- Derek Vockins, Julian Tepper, Max Tepper (from left)

Background information
- Origin: New York City, New York, United States
- Genres: Indie rock
- Years active: 2001 – 2005
- Labels: Startime International
- Past members: Max Tepper Julian Tepper Derek Vockins Brad Swiniarski Joachim Kearns John Caselli Tim McCoy
- Website: Official MySpace page

= The Natural History (band) =

The Natural History were a band composed of Tepper brothers singer-guitarist Max and bassist Julian, along with drummer Derek Vockins. After playing locally in the New York area and self-recording their own three-song EP, The Natural History caught the ear of local NYC label Startime International, whose roster includes Brendan Benson, The Walkmen, The French Kicks, among others. Recording with Greg Talenfeld at Stonehouse studio in Nyack, New York, the band released the finished product as a self-titled EP in July 2002. The EP was promoted with a year-full of touring with Enon and Spoon, whereupon the band also found time to record their debut full-length effort Beat Beat Heartbeat, which was released in May 2003.

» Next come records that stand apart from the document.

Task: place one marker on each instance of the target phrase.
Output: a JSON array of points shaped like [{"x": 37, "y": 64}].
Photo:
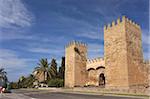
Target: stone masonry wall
[
  {"x": 75, "y": 67},
  {"x": 115, "y": 55}
]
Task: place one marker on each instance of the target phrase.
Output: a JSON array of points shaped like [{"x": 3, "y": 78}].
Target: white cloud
[
  {"x": 90, "y": 35},
  {"x": 10, "y": 60},
  {"x": 14, "y": 12},
  {"x": 95, "y": 50},
  {"x": 45, "y": 50}
]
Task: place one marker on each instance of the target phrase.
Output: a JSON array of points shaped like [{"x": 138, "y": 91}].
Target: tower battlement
[
  {"x": 77, "y": 43},
  {"x": 119, "y": 21}
]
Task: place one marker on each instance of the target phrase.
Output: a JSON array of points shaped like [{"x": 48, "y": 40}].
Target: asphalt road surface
[
  {"x": 56, "y": 95},
  {"x": 38, "y": 94}
]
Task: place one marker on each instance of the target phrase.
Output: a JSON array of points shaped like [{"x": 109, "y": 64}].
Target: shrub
[{"x": 56, "y": 82}]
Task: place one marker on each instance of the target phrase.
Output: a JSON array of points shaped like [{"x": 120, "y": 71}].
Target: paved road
[
  {"x": 34, "y": 94},
  {"x": 58, "y": 95}
]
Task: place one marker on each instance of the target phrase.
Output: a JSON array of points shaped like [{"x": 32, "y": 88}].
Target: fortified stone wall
[
  {"x": 115, "y": 54},
  {"x": 94, "y": 68},
  {"x": 123, "y": 54},
  {"x": 95, "y": 63},
  {"x": 75, "y": 68}
]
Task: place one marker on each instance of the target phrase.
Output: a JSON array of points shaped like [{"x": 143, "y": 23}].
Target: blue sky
[{"x": 34, "y": 29}]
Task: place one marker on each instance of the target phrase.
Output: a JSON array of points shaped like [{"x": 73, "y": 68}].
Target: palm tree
[
  {"x": 43, "y": 68},
  {"x": 3, "y": 77}
]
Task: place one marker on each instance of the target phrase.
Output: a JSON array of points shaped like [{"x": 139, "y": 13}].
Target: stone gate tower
[
  {"x": 123, "y": 54},
  {"x": 75, "y": 65}
]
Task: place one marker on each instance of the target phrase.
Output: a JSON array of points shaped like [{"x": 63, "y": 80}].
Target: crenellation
[
  {"x": 124, "y": 19},
  {"x": 98, "y": 59},
  {"x": 77, "y": 43}
]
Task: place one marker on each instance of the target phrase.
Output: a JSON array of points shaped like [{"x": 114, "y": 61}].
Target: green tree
[
  {"x": 53, "y": 68},
  {"x": 43, "y": 68},
  {"x": 61, "y": 72}
]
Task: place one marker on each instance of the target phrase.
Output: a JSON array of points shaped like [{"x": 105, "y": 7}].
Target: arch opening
[{"x": 102, "y": 79}]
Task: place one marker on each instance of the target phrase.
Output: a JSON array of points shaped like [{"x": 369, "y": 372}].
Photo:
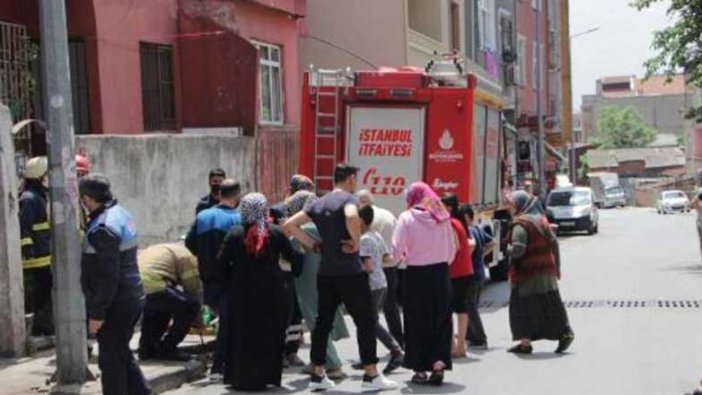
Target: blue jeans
[{"x": 216, "y": 298}]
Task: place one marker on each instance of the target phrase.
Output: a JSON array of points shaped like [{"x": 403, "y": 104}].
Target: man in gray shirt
[{"x": 341, "y": 278}]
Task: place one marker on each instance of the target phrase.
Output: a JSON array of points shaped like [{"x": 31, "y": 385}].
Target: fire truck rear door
[{"x": 387, "y": 143}]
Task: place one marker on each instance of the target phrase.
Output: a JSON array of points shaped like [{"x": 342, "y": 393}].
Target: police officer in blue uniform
[{"x": 113, "y": 291}]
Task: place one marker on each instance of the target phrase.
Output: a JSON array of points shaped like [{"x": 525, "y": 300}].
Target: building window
[
  {"x": 534, "y": 64},
  {"x": 520, "y": 72},
  {"x": 79, "y": 86},
  {"x": 506, "y": 36},
  {"x": 270, "y": 83},
  {"x": 157, "y": 84},
  {"x": 486, "y": 25}
]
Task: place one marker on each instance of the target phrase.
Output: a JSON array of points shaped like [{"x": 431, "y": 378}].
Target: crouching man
[{"x": 173, "y": 292}]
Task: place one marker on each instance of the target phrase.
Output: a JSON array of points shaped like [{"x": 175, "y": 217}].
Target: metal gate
[{"x": 17, "y": 83}]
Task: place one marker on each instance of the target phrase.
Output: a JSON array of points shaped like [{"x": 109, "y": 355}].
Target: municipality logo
[{"x": 446, "y": 140}]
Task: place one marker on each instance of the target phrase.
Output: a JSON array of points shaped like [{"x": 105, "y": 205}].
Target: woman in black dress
[{"x": 257, "y": 315}]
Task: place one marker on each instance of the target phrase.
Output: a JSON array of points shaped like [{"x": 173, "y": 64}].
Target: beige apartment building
[{"x": 365, "y": 34}]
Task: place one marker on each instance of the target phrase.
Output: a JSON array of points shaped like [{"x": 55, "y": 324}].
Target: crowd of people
[{"x": 265, "y": 269}]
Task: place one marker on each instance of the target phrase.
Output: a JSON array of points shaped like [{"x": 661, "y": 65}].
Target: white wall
[{"x": 160, "y": 177}]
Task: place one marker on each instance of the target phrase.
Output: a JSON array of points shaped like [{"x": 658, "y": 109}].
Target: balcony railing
[{"x": 425, "y": 44}]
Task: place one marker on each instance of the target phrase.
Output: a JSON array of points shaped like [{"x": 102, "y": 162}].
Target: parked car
[
  {"x": 614, "y": 197},
  {"x": 573, "y": 209},
  {"x": 671, "y": 201}
]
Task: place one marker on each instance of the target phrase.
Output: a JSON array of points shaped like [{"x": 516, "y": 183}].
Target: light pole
[
  {"x": 573, "y": 151},
  {"x": 69, "y": 307}
]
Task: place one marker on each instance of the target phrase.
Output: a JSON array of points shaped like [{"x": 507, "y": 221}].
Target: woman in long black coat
[{"x": 257, "y": 315}]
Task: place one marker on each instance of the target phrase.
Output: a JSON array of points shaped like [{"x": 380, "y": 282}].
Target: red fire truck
[{"x": 404, "y": 125}]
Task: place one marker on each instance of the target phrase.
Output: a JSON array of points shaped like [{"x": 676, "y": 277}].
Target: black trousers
[
  {"x": 160, "y": 308},
  {"x": 391, "y": 306},
  {"x": 476, "y": 331},
  {"x": 354, "y": 292},
  {"x": 121, "y": 374},
  {"x": 43, "y": 321}
]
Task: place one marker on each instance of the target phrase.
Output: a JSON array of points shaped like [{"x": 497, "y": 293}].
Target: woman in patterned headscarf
[
  {"x": 306, "y": 288},
  {"x": 426, "y": 242},
  {"x": 257, "y": 314},
  {"x": 536, "y": 310}
]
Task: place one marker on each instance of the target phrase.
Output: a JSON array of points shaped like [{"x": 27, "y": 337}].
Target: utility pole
[
  {"x": 12, "y": 324},
  {"x": 69, "y": 306},
  {"x": 540, "y": 149}
]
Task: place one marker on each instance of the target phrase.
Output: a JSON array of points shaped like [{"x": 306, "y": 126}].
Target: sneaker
[
  {"x": 308, "y": 369},
  {"x": 357, "y": 366},
  {"x": 294, "y": 361},
  {"x": 521, "y": 349},
  {"x": 216, "y": 377},
  {"x": 564, "y": 342},
  {"x": 337, "y": 374},
  {"x": 378, "y": 383},
  {"x": 396, "y": 362},
  {"x": 320, "y": 383},
  {"x": 478, "y": 345}
]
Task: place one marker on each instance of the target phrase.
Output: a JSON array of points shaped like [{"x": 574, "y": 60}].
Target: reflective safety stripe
[
  {"x": 40, "y": 226},
  {"x": 188, "y": 274},
  {"x": 35, "y": 263}
]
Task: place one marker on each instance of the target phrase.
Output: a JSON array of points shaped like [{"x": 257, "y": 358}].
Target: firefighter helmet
[
  {"x": 36, "y": 168},
  {"x": 82, "y": 165}
]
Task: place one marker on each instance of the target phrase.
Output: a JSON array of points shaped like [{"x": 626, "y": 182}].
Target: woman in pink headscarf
[{"x": 426, "y": 242}]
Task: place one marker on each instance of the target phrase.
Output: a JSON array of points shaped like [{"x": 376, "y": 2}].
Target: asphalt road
[{"x": 634, "y": 293}]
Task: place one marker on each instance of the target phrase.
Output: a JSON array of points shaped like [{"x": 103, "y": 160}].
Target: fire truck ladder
[{"x": 327, "y": 125}]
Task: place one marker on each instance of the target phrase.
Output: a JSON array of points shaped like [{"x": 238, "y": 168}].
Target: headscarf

In 2004, The Natural History recorded a second album called People That I Meet, which was due in the spring of 2005; however, the band soon split from their record label Startime International, and the record's release was postponed indefinitely. Finally, after nearly two years of fishing for a new record label, the record was self-released by the band in November 2007. One of the songs that ended up on the album, "Don't You Ever", was covered by Spoon on their sixth studio album Ga Ga Ga Ga Ga. Spoon also included The Natural History's original version of the song on their EP Don't You Evah, which was released on April 8, 2008. Spoon included "Don't You Evah" on Everything Hits at Once: The Best of Spoon, released by Matador Records in July 2019. An article written for Playboy magazine by Julian Tepper includes a Q & A with Spoon's Britt Daniel, in which the Tepper brothers and Daniel recount the story behind "Don't You Evah".

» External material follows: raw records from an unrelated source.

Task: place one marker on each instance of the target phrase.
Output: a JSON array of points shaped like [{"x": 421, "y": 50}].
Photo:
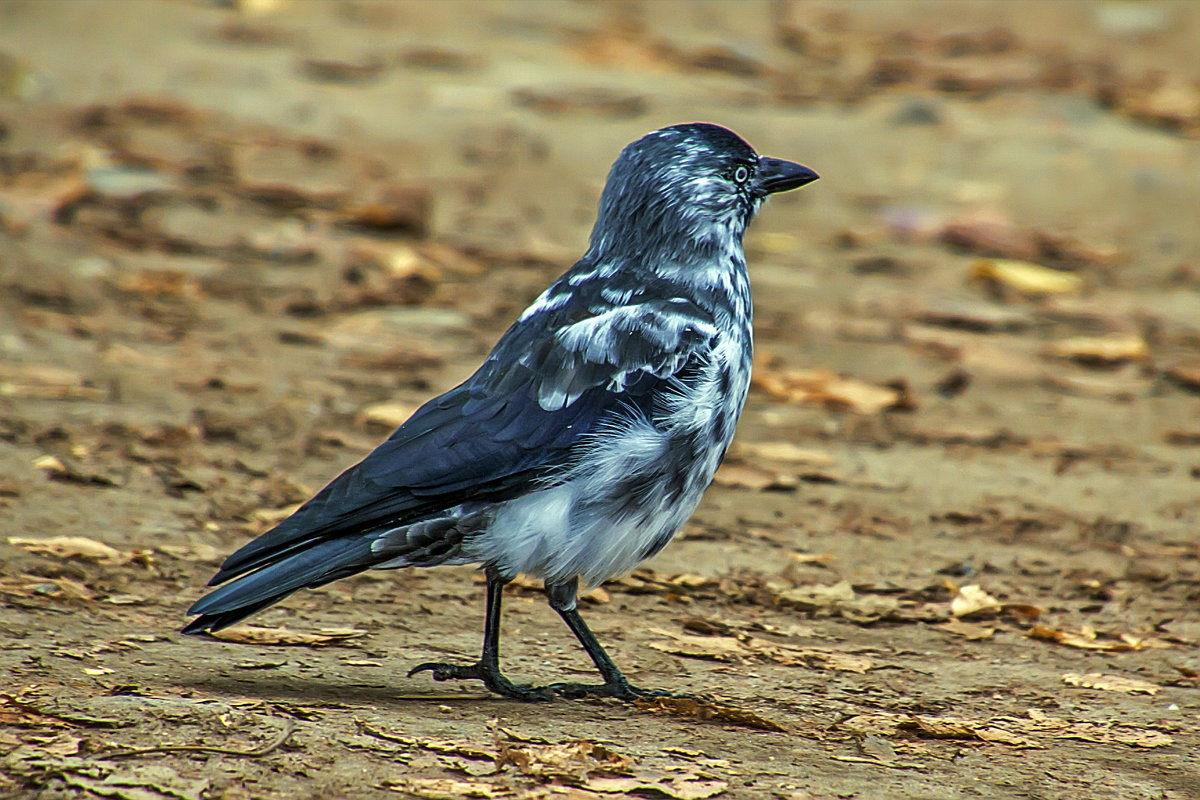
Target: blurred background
[{"x": 241, "y": 240}]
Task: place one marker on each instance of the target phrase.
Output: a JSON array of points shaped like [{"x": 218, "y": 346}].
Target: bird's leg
[
  {"x": 487, "y": 668},
  {"x": 563, "y": 600}
]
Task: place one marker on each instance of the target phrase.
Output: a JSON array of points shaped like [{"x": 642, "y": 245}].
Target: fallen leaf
[
  {"x": 66, "y": 547},
  {"x": 34, "y": 585},
  {"x": 813, "y": 558},
  {"x": 972, "y": 600},
  {"x": 444, "y": 788},
  {"x": 1086, "y": 639},
  {"x": 785, "y": 451},
  {"x": 971, "y": 631},
  {"x": 282, "y": 636},
  {"x": 678, "y": 788},
  {"x": 390, "y": 415},
  {"x": 823, "y": 388},
  {"x": 1025, "y": 277},
  {"x": 1110, "y": 683},
  {"x": 1101, "y": 350},
  {"x": 570, "y": 759}
]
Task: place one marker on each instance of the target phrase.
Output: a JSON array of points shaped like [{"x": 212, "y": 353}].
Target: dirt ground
[{"x": 955, "y": 551}]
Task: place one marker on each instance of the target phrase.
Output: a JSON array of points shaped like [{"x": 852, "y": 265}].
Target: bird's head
[{"x": 687, "y": 188}]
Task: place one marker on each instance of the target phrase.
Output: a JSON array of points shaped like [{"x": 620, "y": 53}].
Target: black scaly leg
[
  {"x": 562, "y": 599},
  {"x": 487, "y": 668}
]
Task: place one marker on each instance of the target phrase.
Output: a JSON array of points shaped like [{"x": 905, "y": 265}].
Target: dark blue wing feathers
[{"x": 513, "y": 425}]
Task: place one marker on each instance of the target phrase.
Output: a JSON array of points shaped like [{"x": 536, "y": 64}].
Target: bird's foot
[
  {"x": 493, "y": 679},
  {"x": 622, "y": 690}
]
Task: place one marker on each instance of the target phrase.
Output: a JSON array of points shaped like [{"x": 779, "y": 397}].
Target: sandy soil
[{"x": 955, "y": 552}]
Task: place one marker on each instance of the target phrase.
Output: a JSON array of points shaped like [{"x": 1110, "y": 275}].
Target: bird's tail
[{"x": 311, "y": 567}]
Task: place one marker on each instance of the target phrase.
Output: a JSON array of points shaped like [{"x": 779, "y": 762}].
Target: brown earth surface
[{"x": 954, "y": 552}]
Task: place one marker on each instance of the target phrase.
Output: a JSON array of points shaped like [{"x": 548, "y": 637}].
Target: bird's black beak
[{"x": 779, "y": 175}]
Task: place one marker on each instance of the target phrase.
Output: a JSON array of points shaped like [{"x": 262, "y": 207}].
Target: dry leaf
[
  {"x": 972, "y": 600},
  {"x": 785, "y": 451},
  {"x": 813, "y": 558},
  {"x": 444, "y": 788},
  {"x": 678, "y": 788},
  {"x": 258, "y": 635},
  {"x": 959, "y": 728},
  {"x": 1086, "y": 639},
  {"x": 1101, "y": 349},
  {"x": 390, "y": 415},
  {"x": 570, "y": 759},
  {"x": 1110, "y": 683},
  {"x": 66, "y": 547},
  {"x": 825, "y": 388},
  {"x": 139, "y": 782},
  {"x": 971, "y": 631},
  {"x": 1025, "y": 277}
]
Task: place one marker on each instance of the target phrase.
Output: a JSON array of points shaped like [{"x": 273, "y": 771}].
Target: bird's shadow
[{"x": 324, "y": 693}]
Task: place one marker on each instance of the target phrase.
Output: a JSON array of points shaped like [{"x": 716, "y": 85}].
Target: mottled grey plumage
[{"x": 587, "y": 437}]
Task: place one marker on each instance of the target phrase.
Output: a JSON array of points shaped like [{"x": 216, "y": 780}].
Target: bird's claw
[
  {"x": 493, "y": 679},
  {"x": 618, "y": 690}
]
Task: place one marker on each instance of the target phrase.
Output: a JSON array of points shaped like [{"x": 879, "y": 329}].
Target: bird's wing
[{"x": 577, "y": 356}]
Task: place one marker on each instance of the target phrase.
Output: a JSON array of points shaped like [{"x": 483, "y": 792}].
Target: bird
[{"x": 587, "y": 437}]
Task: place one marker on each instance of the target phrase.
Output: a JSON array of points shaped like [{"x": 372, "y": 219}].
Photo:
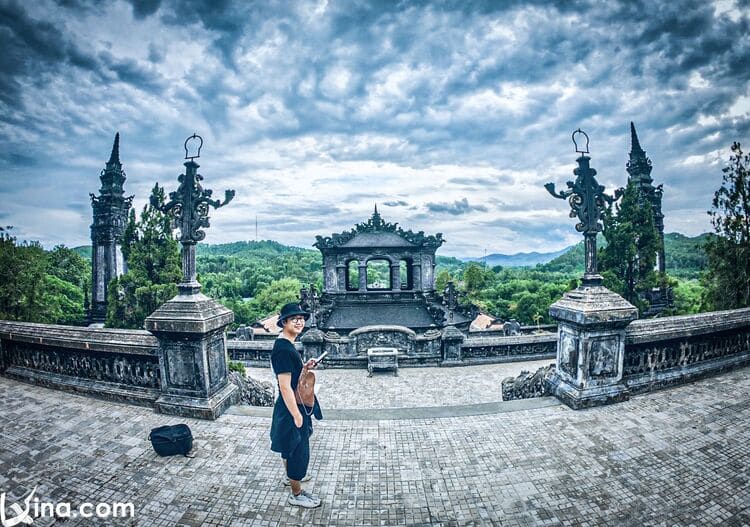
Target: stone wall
[
  {"x": 664, "y": 351},
  {"x": 114, "y": 364},
  {"x": 426, "y": 349},
  {"x": 481, "y": 349}
]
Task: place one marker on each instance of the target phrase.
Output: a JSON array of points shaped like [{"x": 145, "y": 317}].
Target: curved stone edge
[{"x": 425, "y": 412}]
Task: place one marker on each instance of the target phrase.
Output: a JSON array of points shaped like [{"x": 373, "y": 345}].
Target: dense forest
[{"x": 255, "y": 278}]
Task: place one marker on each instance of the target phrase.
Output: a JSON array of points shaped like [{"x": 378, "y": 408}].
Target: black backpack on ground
[{"x": 171, "y": 440}]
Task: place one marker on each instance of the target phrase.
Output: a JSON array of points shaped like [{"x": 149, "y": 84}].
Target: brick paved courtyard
[{"x": 675, "y": 457}]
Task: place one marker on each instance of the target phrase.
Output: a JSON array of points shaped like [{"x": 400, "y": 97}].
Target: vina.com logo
[{"x": 33, "y": 508}]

After People That I Meet was completed in 2004, Derek Vockins left the band to raise a family. He was replaced with drummer Tim McCoy. The band also added a second guitarist, Brooklyn based John Caselli. The newly formed quartet toured the East Coast and Midwest in the Spring of 2005, and followed up that summer with a 3 week tour of England, Norway and Sweden. The new line-up never took wings, and the band dissolved shortly after.

== Band members ==
- Max Tepper – Guitar, vocals
- Julian Tepper – Bass
- Derek Vockins – Drums (2001–04)
- Tim McCoy – Drums (2004–05)
- John Caselli – Guitar (2004–05)
- Sean Hogan – Melodica (2004–06)

== Discography ==
===Albums===
- The Natural History (EP) 2002 Startime International
- Beat Beat Heartbeat (LP) 2003 Startime International
- People That I Meet (LP) 2007 Beat Beat Beat

== Trivia ==
- Max and Julian Tepper are the sons of Grammy-nominated songwriter Robert Tepper, who penned Benny Mardones' 1980 and 1989 hit "Into the Night", one of 10 recordings to ever ascend to the top 20 of the Billboard Hot 100 chart twice. He also had one top 40 hit as an artist, hitting #22 in 1986 with "No Easy Way Out" from the soundtrack to the 1985 film Rocky IV.